Dunedin City Councillor
- In office 2013–2016

Otago Regional Councillor
- In office 1998–2007

Personal details
- Born: Neville Douglas Peat 29 November 1947 Dunedin, New Zealand
- Died: 1 March 2026 (aged 78) Dunedin, New Zealand
- Occupation: Author; photographer;

= Neville Peat =

New Zealand author and photographer (1947–2026)

Neville Douglas Peat (29 November 1947 – 1 March 2026) was a New Zealand author and photographer, based at Broad Bay on the Otago Peninsula. He specialised in topics about natural history, notably that of southern New Zealand and New Zealand's subantarctic islands. Peat wrote over 40 titles from the late 1970s and wrote full-time from 1986.

== Life and career ==
Peat was born in Dunedin on 29 November 1947, the son of Ernie Peat and Jessie Peat (née Ayson). His heritage is Scottish, described as a fifth-generation descendant of Scottish pioneers in Otago.

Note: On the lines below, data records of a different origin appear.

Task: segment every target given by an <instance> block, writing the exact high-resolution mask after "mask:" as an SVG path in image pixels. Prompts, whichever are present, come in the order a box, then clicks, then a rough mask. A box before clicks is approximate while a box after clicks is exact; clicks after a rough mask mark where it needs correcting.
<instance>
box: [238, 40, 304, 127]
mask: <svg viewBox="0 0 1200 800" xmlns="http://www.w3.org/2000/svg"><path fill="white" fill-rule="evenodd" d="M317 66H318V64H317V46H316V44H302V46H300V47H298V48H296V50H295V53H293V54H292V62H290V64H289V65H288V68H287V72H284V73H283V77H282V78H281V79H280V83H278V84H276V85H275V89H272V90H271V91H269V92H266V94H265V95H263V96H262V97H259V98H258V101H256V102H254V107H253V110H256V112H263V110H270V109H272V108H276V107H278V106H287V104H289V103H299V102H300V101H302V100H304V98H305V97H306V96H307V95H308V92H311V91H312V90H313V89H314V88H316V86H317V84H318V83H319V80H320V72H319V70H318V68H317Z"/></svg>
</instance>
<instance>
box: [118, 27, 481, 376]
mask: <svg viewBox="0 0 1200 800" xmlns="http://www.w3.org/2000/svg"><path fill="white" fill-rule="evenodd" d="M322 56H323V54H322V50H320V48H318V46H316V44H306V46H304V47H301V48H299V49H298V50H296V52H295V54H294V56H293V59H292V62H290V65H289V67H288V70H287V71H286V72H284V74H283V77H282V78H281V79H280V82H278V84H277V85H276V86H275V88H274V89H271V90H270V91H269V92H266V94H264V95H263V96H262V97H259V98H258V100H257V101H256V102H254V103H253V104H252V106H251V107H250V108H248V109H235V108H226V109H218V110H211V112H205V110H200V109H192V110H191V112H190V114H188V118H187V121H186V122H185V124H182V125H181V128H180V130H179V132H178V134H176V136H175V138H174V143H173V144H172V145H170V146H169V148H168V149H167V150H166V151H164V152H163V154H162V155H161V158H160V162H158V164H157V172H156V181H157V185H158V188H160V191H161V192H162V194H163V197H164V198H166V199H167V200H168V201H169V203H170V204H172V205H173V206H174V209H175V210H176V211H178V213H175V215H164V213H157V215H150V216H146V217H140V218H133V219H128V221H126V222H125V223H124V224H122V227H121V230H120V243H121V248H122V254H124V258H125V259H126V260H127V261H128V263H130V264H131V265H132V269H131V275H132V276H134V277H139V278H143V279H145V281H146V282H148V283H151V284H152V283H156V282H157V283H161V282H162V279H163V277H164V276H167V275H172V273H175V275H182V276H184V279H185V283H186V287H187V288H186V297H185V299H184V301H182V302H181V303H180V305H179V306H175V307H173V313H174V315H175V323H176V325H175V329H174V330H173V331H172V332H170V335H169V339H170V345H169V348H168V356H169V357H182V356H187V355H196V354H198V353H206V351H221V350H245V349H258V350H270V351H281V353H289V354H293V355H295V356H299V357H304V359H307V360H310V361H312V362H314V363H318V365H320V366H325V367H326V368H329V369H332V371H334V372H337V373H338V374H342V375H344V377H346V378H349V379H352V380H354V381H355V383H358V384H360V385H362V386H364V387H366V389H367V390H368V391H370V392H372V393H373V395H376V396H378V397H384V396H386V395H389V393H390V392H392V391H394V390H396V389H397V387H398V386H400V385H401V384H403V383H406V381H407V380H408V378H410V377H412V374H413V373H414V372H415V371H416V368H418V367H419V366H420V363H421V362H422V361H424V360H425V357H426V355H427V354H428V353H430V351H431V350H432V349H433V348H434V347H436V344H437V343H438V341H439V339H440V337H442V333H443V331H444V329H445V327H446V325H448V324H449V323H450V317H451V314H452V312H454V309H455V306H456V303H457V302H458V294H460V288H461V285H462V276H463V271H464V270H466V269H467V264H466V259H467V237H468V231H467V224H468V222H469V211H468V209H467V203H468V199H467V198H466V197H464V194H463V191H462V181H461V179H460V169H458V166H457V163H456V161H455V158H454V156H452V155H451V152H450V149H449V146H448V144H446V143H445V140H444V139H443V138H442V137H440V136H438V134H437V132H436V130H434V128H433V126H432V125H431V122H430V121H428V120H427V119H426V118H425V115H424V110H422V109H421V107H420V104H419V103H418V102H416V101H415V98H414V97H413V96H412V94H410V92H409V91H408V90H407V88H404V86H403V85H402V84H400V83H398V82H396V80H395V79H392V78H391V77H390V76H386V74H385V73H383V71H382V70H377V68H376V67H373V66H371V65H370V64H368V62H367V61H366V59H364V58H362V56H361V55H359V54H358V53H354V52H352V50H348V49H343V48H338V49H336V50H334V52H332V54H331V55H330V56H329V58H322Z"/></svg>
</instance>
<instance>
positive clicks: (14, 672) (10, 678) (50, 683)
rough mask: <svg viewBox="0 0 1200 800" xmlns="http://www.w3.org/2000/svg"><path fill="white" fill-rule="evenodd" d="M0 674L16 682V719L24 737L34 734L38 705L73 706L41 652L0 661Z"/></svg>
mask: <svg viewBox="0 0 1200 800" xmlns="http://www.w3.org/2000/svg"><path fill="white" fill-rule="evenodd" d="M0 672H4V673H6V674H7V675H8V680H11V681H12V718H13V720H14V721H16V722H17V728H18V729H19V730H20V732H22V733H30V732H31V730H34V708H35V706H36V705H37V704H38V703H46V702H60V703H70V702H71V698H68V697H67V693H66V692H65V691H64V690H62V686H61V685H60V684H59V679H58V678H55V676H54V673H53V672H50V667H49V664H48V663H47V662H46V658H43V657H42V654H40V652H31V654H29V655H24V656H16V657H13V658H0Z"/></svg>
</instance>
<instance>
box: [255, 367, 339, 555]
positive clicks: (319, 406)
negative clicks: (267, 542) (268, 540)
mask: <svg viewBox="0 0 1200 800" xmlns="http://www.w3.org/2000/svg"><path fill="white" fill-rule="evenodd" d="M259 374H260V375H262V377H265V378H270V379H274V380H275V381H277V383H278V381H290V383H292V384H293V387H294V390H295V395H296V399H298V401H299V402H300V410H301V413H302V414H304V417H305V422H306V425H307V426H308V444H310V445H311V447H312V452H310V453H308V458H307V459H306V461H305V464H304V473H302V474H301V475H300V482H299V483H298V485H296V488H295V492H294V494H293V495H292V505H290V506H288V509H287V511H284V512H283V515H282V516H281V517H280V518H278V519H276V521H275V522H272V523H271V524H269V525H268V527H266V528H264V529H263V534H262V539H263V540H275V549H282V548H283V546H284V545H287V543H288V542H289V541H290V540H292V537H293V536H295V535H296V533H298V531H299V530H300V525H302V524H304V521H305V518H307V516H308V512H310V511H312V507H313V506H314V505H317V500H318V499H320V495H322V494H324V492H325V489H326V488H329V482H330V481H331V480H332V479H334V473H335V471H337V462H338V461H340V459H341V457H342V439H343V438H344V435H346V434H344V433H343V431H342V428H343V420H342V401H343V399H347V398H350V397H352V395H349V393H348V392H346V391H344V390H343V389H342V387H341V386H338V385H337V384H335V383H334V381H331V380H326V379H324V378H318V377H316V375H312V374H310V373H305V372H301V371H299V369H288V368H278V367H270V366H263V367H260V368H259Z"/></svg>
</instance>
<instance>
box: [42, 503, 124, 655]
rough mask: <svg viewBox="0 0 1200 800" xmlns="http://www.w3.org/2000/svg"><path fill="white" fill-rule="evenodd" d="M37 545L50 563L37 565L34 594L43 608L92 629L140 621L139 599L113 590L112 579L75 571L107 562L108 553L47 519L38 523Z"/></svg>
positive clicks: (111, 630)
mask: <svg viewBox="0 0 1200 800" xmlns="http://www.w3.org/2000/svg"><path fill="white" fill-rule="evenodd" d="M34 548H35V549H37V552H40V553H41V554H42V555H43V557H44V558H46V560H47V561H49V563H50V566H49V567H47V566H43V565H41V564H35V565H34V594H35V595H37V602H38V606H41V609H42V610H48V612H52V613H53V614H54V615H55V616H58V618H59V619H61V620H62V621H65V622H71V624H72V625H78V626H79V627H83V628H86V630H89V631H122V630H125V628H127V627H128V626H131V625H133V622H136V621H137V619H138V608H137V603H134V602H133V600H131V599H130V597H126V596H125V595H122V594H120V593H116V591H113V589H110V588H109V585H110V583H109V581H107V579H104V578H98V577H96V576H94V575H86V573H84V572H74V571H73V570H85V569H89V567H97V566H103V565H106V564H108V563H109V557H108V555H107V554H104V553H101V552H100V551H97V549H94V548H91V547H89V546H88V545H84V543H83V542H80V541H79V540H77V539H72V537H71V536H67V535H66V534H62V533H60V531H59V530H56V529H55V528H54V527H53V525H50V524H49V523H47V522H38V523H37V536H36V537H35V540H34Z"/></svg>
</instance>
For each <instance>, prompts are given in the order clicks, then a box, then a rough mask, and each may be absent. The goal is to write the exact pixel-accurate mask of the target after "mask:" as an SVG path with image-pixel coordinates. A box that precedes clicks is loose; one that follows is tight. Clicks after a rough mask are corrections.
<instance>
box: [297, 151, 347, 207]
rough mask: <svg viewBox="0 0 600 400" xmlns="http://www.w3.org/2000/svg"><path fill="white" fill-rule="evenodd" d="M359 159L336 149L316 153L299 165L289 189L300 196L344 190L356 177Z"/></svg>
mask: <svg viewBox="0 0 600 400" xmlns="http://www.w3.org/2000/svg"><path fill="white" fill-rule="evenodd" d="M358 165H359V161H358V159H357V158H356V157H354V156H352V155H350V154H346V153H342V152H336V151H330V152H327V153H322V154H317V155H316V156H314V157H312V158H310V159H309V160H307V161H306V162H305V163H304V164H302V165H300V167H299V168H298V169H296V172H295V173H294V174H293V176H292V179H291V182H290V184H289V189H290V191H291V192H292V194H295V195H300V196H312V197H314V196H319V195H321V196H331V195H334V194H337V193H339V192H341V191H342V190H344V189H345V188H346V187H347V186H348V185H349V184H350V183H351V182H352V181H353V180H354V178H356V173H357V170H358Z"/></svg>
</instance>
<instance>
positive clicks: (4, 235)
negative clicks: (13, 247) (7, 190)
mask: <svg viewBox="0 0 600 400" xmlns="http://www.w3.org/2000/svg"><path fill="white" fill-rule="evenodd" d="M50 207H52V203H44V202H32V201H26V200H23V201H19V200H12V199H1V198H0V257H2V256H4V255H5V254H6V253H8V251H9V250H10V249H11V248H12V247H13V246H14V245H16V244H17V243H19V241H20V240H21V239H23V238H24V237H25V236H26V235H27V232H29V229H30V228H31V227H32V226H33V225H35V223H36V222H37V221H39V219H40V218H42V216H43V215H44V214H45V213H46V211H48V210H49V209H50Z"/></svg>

He was an elected member of the Otago Regional Council from 1998 to 2007, and was its deputy chairperson from 2004 to 2007. He stood down in 2007 to take up the Creative New Zealand Michael King Writers' Fellowship, during which he completed a comprehensive book on the Tasman Sea, The Tasman: Biography of an Ocean. In 2013, Peat was elected to the Dunedin City Council, and served one term before standing down in 2016.

In 2004, Peat was behind moves to create an official flag for Otago. This culminated in a competition run through the auspices of the Otago Daily Times newspaper and Otago Polytechnic School of Art towards the end of that year.

Peat published over 40 titles including those on regional national history of New Zealand and on national birds such as the kiwi and New Zealand falcon.

Peat died in Dunedin Hospital on 1 March 2026, at the age of 78.

== Honours and awards ==
In 1994, Peat was named Dunedin Citizen of the Year, because of his books on the region and establishing the Dunedin Environmental Business Network. In 1996, he and co-author Brian Patrick won the Montana New Zealand Book Awards for the book Wild Dunedin. Peat was awarded the Creative New Zealand Michael King Writers' Fellowship, New Zealand's largest literary award, in 2007. In 2016, he received the CLNZ Writers' Award for his project The Invading Sea.

In the 2018 New Year Honours, Peat was appointed a Member of the New Zealand Order of Merit, for services to conservation. He received the Prime Minister's Award for Literary Achievement in 2024.